When we first purchased our house, an engineer inspected the property and reported “You may have a wet basement, the back wall looks suspicious.” We asked the sellers about it and they replied, “If our basement was wet, would we make a room for our daughter down here?”

We felt secure. After all, what type of parents would let a child sleep in a wet basement?

Apparently, the kind that wants to sell their house.

Our first February saw a record snowfall, and when the big melt occurred, it melted into our basement.

But all was not lost, as we were industrious (and desperate). We went to Sears and bought a wet-dry vacuum, we elevated all our possessions off the floor, and we became aces at the art of bailing out the flood-waters.

Year after year, we prepared for the rainy season and mucked it out. We endured and we were happy — until this past winter’s record snowfall. That’s when the bailing hit the fan, ending whatever bliss we were in.

There was no keeping up with the flow. Night after night, the more we bailed, the more came in. At one point I thought, “Maybe we should build an ark and try to save two of everything.”

We had reached the limits of our tolerance, and needed to find a repair company to stick its finger in the hole.

It took us a few months of getting estimates but we finally decided on Mr. Brickman Weather-proofers. Our next difficult decision was to whetehr go with a French drain and sump pump or repair the cracks, from either inside or outside the basement. We thought long and hard, we relived each and every moment of sucking up the deluge and we made up our minds — No more Mr. Nice-guy Mr. Brickman. We chose them all.

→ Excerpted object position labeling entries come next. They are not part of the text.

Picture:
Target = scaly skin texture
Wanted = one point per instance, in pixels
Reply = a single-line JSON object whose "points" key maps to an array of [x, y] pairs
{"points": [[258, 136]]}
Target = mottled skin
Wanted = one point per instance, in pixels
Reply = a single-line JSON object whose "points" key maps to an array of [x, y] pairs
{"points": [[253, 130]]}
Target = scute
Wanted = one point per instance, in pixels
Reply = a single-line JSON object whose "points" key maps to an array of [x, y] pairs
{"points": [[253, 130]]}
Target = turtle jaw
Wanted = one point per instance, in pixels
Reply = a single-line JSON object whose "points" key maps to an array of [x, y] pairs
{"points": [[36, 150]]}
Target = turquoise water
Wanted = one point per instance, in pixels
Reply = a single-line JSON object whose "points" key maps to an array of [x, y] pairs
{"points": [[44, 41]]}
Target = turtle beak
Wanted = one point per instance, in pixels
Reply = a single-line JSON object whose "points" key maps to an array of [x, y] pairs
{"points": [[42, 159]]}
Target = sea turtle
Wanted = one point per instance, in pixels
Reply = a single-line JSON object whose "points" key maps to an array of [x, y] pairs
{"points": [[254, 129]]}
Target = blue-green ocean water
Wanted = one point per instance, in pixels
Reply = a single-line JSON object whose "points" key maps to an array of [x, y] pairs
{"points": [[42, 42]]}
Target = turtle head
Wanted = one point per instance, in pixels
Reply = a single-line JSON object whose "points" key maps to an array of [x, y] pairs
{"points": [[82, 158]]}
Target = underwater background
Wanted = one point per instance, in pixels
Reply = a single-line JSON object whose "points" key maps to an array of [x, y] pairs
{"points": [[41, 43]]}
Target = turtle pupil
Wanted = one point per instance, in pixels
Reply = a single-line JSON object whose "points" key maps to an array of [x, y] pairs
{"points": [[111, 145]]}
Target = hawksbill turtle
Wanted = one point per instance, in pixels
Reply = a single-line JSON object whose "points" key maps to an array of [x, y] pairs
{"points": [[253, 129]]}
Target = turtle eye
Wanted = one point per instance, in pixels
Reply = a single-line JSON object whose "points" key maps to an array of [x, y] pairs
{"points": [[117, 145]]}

Mr. Brickman came in June. He dug; He channeled; He installed; He fixed in and out. When he left he gave us his guarantee — “Your basement will be dry even in the event of a tsunami.” Feeling secure, (fingers crossed and everything still elevated) we waited for the rain.

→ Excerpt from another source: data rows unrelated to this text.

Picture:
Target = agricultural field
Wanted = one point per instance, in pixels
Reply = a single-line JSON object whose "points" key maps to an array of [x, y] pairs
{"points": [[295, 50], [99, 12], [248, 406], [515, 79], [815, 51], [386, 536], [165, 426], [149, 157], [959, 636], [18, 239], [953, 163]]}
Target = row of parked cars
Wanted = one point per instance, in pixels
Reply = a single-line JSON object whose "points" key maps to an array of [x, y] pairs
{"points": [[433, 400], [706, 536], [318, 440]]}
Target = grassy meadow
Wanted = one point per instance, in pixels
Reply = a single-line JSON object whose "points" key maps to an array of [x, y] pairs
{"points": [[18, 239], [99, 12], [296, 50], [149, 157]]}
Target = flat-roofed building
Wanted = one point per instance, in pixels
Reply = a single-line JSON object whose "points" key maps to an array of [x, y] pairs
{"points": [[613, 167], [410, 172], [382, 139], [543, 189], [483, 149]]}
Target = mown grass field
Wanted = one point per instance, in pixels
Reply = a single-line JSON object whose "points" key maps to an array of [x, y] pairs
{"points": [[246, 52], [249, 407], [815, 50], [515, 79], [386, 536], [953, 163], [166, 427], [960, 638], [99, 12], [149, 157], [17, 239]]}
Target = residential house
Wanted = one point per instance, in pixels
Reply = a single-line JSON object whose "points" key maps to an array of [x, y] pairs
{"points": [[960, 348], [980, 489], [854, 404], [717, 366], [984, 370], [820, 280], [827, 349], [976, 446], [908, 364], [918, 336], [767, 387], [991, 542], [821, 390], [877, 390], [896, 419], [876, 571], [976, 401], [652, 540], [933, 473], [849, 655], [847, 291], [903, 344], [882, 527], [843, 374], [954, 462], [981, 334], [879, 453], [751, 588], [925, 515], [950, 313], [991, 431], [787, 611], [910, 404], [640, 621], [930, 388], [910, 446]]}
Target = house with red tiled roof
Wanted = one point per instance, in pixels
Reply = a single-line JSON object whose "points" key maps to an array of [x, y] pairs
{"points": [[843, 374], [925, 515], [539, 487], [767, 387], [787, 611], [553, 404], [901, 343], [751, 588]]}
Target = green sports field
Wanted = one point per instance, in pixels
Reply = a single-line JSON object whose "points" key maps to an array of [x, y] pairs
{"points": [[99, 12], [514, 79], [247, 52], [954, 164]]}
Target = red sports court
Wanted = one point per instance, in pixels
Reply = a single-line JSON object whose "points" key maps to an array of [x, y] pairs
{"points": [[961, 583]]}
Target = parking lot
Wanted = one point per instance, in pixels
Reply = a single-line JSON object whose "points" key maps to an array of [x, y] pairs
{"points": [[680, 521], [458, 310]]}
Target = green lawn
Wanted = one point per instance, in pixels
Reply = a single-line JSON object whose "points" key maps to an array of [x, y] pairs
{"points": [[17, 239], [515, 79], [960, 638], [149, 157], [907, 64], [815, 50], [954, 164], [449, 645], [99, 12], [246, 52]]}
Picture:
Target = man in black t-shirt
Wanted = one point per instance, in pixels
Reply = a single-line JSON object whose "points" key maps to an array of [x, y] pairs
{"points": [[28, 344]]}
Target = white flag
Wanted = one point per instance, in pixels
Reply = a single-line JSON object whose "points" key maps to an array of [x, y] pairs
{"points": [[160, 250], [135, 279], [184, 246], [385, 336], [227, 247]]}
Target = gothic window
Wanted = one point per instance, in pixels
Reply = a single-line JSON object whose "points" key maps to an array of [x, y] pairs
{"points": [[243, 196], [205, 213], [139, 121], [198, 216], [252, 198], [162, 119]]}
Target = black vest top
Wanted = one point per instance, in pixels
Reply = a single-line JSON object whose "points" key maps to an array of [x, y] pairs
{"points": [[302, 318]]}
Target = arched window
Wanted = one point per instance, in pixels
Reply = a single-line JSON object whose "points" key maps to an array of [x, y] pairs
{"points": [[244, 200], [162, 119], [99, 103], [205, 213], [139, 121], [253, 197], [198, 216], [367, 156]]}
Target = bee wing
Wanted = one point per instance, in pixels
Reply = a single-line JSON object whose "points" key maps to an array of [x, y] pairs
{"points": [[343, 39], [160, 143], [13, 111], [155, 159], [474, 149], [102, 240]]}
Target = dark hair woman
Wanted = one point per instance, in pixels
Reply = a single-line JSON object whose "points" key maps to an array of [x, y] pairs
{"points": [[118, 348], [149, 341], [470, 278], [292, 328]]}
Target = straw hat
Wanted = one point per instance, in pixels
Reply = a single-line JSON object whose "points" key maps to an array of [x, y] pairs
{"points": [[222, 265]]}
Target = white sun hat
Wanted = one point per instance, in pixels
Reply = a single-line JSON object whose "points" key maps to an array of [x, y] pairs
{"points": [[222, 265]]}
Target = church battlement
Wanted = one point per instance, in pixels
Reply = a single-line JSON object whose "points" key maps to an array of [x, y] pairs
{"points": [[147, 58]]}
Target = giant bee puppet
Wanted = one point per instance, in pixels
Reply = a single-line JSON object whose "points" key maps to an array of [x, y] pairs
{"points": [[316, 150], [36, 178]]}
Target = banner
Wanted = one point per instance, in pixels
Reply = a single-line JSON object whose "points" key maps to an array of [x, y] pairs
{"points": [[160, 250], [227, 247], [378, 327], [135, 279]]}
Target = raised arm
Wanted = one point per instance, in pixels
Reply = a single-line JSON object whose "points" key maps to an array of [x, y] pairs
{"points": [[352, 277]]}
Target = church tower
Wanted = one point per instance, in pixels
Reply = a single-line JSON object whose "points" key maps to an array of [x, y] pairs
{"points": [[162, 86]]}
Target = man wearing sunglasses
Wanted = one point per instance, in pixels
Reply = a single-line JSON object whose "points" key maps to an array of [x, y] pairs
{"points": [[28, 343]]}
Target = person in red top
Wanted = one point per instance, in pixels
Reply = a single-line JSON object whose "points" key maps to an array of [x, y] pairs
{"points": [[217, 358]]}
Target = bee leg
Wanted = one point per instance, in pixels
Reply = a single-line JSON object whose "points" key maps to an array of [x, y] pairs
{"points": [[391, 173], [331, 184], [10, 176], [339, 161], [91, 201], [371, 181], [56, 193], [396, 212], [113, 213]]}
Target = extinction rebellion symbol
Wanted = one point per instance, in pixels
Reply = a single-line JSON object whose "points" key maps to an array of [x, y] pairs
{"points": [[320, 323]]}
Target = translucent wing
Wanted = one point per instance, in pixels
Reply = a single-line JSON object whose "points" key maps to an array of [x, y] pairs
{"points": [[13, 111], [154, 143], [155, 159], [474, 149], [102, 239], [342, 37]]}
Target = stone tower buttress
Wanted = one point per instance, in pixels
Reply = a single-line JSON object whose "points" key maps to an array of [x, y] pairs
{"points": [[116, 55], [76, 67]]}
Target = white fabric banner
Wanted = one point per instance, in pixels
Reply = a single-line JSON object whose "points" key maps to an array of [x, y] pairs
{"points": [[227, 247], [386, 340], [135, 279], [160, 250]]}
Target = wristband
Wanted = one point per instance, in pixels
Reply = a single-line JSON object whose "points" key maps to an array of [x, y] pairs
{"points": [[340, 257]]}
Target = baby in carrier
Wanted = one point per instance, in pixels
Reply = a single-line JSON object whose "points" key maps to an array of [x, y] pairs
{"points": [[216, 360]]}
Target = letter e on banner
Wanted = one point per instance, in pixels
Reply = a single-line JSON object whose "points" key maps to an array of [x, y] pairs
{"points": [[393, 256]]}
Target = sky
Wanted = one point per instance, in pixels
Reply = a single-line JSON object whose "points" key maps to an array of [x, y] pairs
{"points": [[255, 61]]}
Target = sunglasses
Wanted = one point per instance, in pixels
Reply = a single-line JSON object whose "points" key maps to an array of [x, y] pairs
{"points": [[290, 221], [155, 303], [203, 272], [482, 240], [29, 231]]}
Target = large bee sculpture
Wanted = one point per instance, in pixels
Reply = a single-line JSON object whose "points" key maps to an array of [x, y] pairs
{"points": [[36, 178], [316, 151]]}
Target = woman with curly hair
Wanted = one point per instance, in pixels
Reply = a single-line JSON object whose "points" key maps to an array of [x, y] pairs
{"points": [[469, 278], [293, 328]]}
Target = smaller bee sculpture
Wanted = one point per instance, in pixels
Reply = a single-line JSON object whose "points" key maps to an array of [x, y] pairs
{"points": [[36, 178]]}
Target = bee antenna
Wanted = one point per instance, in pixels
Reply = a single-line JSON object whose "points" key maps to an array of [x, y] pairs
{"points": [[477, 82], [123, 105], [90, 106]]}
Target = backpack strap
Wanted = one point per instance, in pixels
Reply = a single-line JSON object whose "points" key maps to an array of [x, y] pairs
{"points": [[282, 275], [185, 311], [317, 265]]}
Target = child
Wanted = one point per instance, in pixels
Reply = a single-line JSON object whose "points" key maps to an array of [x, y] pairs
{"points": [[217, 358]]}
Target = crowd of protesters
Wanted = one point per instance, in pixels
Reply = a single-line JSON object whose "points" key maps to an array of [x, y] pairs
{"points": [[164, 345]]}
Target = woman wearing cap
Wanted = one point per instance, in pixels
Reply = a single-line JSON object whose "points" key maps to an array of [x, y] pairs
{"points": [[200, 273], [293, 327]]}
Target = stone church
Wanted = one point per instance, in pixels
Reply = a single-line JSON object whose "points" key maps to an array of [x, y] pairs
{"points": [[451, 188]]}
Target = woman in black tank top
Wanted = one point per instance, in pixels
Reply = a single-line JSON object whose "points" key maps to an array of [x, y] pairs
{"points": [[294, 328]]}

The summer progressed and there we were, French-drained, sump-pumped and fixed cracks living through the driest season in history.

Until this past weekend.

The rainy season had finally arrived and dumped about 10 inches upon our cracked and parched city.

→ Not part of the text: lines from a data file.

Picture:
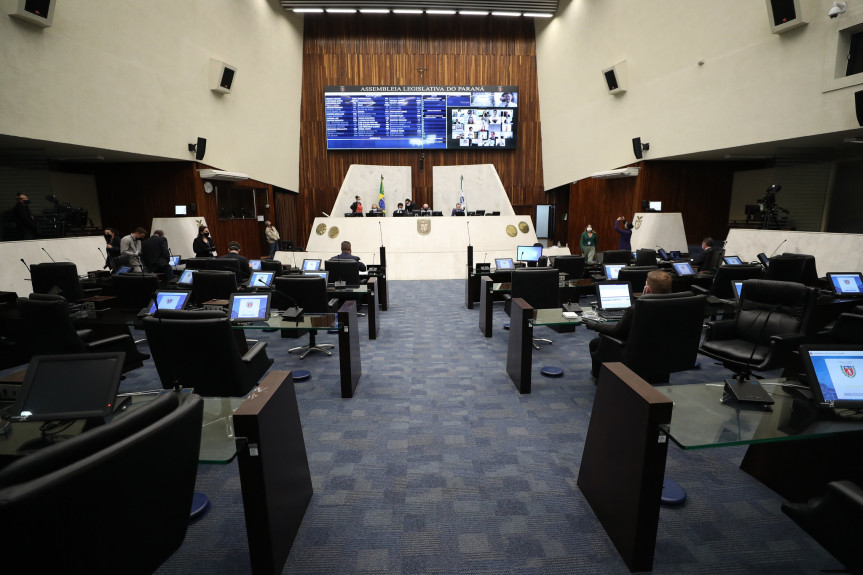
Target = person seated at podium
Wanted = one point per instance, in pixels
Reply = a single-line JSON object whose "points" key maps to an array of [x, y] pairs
{"points": [[624, 228], [245, 266], [658, 282], [346, 255]]}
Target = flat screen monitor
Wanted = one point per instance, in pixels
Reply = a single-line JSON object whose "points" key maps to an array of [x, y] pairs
{"points": [[833, 373], [683, 269], [249, 306], [612, 270], [63, 387], [528, 253], [311, 265], [421, 117], [261, 279]]}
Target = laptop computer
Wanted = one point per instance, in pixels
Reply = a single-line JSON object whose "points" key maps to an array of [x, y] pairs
{"points": [[613, 299], [834, 374], [261, 279], [846, 284], [72, 386], [503, 263], [611, 270], [246, 308], [311, 265], [683, 269]]}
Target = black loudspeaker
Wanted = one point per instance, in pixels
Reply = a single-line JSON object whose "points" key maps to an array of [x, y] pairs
{"points": [[858, 102]]}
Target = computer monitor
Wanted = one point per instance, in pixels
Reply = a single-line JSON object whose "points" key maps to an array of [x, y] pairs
{"points": [[528, 253], [261, 279], [611, 270], [249, 306], [311, 265], [74, 386], [683, 269]]}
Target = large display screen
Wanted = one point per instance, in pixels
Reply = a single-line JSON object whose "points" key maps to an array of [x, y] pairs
{"points": [[421, 117]]}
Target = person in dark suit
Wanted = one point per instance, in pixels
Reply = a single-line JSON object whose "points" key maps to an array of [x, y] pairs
{"points": [[155, 255], [234, 253], [347, 255], [658, 282]]}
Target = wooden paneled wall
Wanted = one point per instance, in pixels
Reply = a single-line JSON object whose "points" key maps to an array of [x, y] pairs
{"points": [[419, 51]]}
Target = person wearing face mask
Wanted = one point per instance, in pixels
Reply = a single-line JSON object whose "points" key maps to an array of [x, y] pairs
{"points": [[204, 246], [25, 221], [588, 244]]}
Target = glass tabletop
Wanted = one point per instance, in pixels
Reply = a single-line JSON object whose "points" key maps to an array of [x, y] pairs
{"points": [[701, 420]]}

Would our basement remain dry as promised? Would Mr. Brickman be right?

By Sunday afternoon, we could no longer stand the suspense. The time had come to go down and check. On went the shoes, breath held, step by step we descended. Reaching bottom we turned on the lights and looked around. What did our wondrous eyes perceive? The driest basement in all the land.

Not for Nuthin,™ I love my husband, but Mr. Brickman gave me a dry basement, and ended a wet weekend with a ray of sunshine.